USA’s Stars and Stripes can book a direct spot at the 2017 FIFA Confederations Cup by winning the CONCACAF Gold Cup, which kicks off this week. The Americans, led by German icon Jurgen Klinsmann, boast a raft of players who starred at the FIFA World Cup™ in Brazil last year and go in as the team to beat, having won the tournament two years ago.
Should another challenger in the region lift the coveted trophy this time out, a play-off against holders and hosts the United States would be required to decide CONCACAF’s representative for the global competition in Russia. Six-time winners Mexico will be up there among the potential favourites, even without injured Javier 'Chicharito' Hernandez.
The 12-team tournament runs from 7 to 26 July in 12 cities across the United States, plus two games in Canada.
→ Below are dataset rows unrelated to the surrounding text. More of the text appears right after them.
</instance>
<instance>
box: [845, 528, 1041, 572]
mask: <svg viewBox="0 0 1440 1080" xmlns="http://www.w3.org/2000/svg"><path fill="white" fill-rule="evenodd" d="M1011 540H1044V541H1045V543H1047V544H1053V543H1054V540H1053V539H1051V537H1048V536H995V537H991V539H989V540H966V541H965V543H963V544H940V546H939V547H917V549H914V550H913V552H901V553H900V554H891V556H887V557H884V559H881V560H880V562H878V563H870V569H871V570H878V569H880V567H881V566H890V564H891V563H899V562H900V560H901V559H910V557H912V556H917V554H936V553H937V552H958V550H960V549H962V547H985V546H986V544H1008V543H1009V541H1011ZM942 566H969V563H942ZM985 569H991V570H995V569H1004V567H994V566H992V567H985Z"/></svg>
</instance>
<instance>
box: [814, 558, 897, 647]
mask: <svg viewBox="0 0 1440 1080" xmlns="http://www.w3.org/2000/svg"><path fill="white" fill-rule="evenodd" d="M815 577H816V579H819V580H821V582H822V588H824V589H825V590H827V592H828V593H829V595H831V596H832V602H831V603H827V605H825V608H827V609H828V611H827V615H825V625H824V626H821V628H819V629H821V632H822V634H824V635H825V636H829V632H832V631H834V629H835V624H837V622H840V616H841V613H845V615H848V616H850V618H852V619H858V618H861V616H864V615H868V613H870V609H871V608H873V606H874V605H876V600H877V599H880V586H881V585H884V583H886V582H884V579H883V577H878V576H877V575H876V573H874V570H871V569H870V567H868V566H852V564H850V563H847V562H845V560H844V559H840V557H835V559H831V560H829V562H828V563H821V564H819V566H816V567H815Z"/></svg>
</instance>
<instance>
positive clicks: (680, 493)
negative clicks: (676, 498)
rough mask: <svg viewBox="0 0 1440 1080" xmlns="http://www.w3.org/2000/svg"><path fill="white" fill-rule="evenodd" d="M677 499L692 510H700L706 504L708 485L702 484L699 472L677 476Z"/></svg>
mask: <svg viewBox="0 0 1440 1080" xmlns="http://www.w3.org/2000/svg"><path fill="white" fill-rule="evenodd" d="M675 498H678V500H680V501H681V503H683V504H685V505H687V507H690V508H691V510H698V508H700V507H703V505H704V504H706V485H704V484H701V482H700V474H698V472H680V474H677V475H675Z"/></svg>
Costa Rica are also keen on their chances to pick up their first regional crown, topping the FIFA/Coca-Cola World Ranking for CONCACAF heading into the tournament – the first time ever a Gold Cup has begun with USA or Mexico not leading the region. The rest of the competition will remember Los Ticos’ exploits in Brazil last summer, where they beat Italy and Uruguay en route to the quarter-finals in a sensational run.
Klinsmann keen on results
USA’s German boss, in the job since 2011, has made a big show of testing new talent in the run-up to the tournament. But he has made a point to let local media know that, at the Gold Cup, the experiments end. The 13th running of the competition, which the Americans have won five times – one shy of arch-rivals Mexico – is about results, according to Klinsmann.
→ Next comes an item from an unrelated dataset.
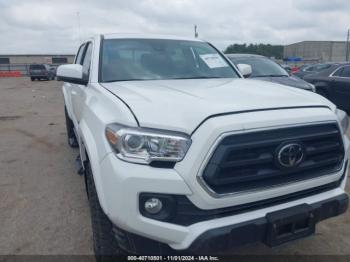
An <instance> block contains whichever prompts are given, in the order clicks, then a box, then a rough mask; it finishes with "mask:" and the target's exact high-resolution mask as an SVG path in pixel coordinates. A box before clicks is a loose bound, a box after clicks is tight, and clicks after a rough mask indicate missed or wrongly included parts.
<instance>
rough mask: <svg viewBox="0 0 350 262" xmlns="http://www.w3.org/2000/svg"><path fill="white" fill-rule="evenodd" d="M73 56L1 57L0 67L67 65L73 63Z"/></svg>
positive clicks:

"We have a responsibility to win our big tournaments, like the Gold Cup," Klinsmann told FIFA.com in a recent exclusive interview. "Sometimes it’s the time to look around and other times it’s about getting the results."
To that end, the coach has selected the strongest side available, with 17 veterans of the Brazil 2014 team that reached the Round of 16. Among the big names are Clint Dempsey and Michael Bradley, who will wear the captain’s armband, and up-and-comer DeAndre Yedlin, providing pace as a versatile wing-back. They will be without retired talisman Landon Donovan, who was the hero of the 2013 Gold Cup-winning team and who took part in the last four editions of the competition.
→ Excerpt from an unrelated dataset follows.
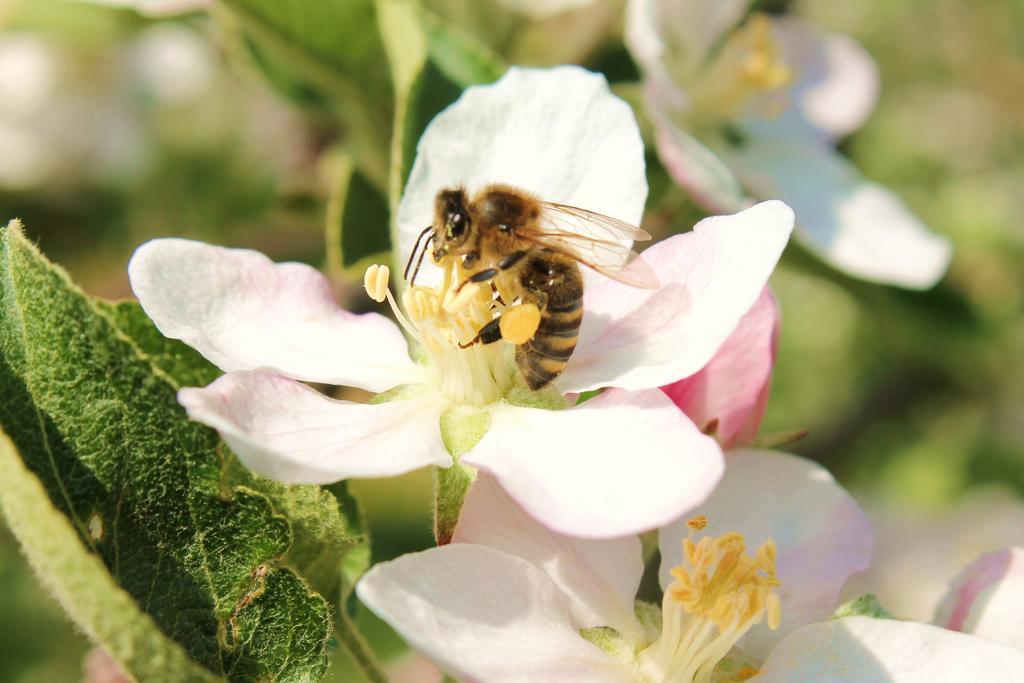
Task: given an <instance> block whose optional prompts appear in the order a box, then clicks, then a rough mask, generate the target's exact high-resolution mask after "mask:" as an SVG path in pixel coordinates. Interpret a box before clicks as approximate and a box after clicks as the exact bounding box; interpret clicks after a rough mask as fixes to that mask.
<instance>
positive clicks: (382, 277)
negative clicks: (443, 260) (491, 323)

The Americans will need to be on their toes from the start, drawn into a tricky Group A alongside 2013 Gold Cup runners-up Panama, Caribbean strivers Haiti and fallen Central American power Honduras who, after struggling to even qualify, will have a point to prove.
Klinsmann can also take heart in a positive result, 4-0 against Guatemala, in a recent warm-up friendly. It is more than Mexico can say about their preparations. Miguel Herrera’s men suffered a cruel blow in a pre-tournament friendly against Honduras, where the nation's second-top scorer of all time – Manchester United's Hernandez – broke his collarbone in a heavy collision. The No9 is expected to miss the entire competition after having surgery to repair the fracture.
Now the pressure will be on Giovani Dos Santos and returning striker Carlos Vela to provide the goals and the chances both. Mexico are the seeded team in Group C along with Guatemala, a resurgent Trinidad and Tobago and Cuba, who were recently knocked out of Russia 2018 qualifying and will be suffering a crisis of confidence.
Ticos search for first first
Costa Rica are led by captain and talisman Bryan Ruiz, whose exploits at the last World Cup will live on in Los Ticos’ lore forever. But they will be without outstanding goalkeeper Keylor Navas, understudy to Iker Casillas at Real Madrid, who suffered an injury to his Achilles tendon. “We’ve come so far and done so much,” Ruiz said of his side’s achievements, before adding a warning: “But we want more.”
It is yet to be seen whether the Central Americans can match the tactical scheme they showed in Brazil under new coach Paulo Wanchope, who was a member of the team that finished runners-up in 2002’s Gold Cup. But young striker Joel Campbell could make all the difference if he gets in the mood for goals in a Group B that looks eminently manageable. The Costa Ricans will meet Canada, fading Caribbean powers Jamaica and El Salvador, fast improving after a match-fixing scandal rocked the nation’s football.
The top two teams in the three groups move on to the knockout rounds, along with the best two third-place finishers, to make up the numbers for the quarter-finals. The final is scheduled for 26 July in Philadelphia. An American win will set them a date in Russia, but anything short will require more action to determine CONCACAF’s standard-bearer at the next Confederations Cup.